No, Party Down isn’t the only piece of media from Hollywood that details the lives of those who won’t make it. Notably I would point to the noir masterpiece Sunset Blvd. as another example. But Sunset Blvd.uses the failure as a catalyst. Joe Gillis, the languishing screenwriter in the film, needs to be driven away from the town and his craft for the film to unfold. His great failure is minor in the grand scheme of things. He’s already, in many ways succeeded. He’s had films made, he works on another during the film, and, in the end (and the beginning) he meets a spectacular fate.

No one is meeting a spectacular fate in Party Down. No one is taking a long, deep swim in the pool of a former film star. They’re all just there, working in the food service industry, trying desperately to believe in Hollywood’s foundational myth.

This is why I had mixed feelings about the revival. I loved the show when I first watched it (years ago when I was parking cars at events like the ones depicted in this show), but a part of me was happy it ended when it did. If it had continued, they would’ve felt the need to advance the characters, to show them succeed.

Think of The Office or Parks and Recreation or Community, other shows ostensibly about failure. As they dragged on into the later seasons, they needed to give their characters victories. They needed to transform themselves from shows about failure into shows about success.

I think there was a subtle pleasure in the fact that Party Down didn’t do that. That it was cancelled before it devolved into some saccharine parody of itself. There was something poetic about it, like this show about failures needed to fail to be true to itself.

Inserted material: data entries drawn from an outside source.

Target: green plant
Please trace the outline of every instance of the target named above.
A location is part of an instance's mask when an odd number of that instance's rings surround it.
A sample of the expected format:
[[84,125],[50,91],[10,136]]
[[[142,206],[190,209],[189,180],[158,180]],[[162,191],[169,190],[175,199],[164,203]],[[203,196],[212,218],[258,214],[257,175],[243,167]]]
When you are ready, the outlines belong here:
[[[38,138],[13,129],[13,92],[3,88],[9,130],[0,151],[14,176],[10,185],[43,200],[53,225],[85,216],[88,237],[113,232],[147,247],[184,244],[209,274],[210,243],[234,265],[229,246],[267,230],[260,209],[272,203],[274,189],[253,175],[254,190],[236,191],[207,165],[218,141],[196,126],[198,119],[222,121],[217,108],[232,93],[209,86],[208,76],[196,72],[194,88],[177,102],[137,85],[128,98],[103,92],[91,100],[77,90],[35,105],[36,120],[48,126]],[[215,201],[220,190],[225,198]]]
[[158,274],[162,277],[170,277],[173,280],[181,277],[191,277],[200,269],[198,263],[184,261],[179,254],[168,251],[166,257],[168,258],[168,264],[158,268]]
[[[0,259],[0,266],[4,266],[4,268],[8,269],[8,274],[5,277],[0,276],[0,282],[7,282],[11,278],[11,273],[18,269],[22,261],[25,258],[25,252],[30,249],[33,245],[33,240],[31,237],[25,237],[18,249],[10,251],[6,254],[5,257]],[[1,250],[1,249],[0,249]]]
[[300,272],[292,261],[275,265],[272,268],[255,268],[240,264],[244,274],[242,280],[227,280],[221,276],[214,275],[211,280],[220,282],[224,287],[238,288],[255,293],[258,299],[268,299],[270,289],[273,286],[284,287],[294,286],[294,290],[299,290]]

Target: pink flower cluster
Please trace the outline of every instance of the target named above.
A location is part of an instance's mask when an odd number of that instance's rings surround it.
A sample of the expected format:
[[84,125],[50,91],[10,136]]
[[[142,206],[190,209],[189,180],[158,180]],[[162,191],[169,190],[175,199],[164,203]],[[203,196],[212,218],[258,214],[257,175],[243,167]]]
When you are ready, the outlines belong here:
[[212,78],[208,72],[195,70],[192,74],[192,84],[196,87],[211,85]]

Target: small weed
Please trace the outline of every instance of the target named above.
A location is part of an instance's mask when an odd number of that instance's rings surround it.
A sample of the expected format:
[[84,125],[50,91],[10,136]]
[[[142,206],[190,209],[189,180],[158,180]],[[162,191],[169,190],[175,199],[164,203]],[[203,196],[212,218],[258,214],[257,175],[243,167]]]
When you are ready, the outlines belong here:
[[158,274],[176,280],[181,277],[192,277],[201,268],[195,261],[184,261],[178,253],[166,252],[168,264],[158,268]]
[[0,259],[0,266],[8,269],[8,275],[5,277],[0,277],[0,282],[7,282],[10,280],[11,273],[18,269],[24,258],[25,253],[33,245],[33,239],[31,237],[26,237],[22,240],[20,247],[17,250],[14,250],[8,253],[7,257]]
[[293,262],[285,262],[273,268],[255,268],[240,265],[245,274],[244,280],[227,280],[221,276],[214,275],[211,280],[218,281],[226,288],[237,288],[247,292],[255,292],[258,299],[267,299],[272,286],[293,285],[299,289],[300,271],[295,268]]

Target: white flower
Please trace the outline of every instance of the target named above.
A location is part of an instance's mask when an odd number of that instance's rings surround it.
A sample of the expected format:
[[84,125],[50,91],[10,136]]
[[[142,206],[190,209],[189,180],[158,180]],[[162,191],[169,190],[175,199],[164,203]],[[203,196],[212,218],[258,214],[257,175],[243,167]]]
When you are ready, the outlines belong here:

I’ve only seen the first episode of the revival (already too many of them have succeeded for my taste) and I’m holding out hope that it’ll deliver. There’s a part of me that’s thrilled to have it back, to get to return to those characters after all these years. To get to see what new and creative ways the writers have found for them to fail. But there’s another part of me that wishes it had stayed what it was, a show about failure that failed.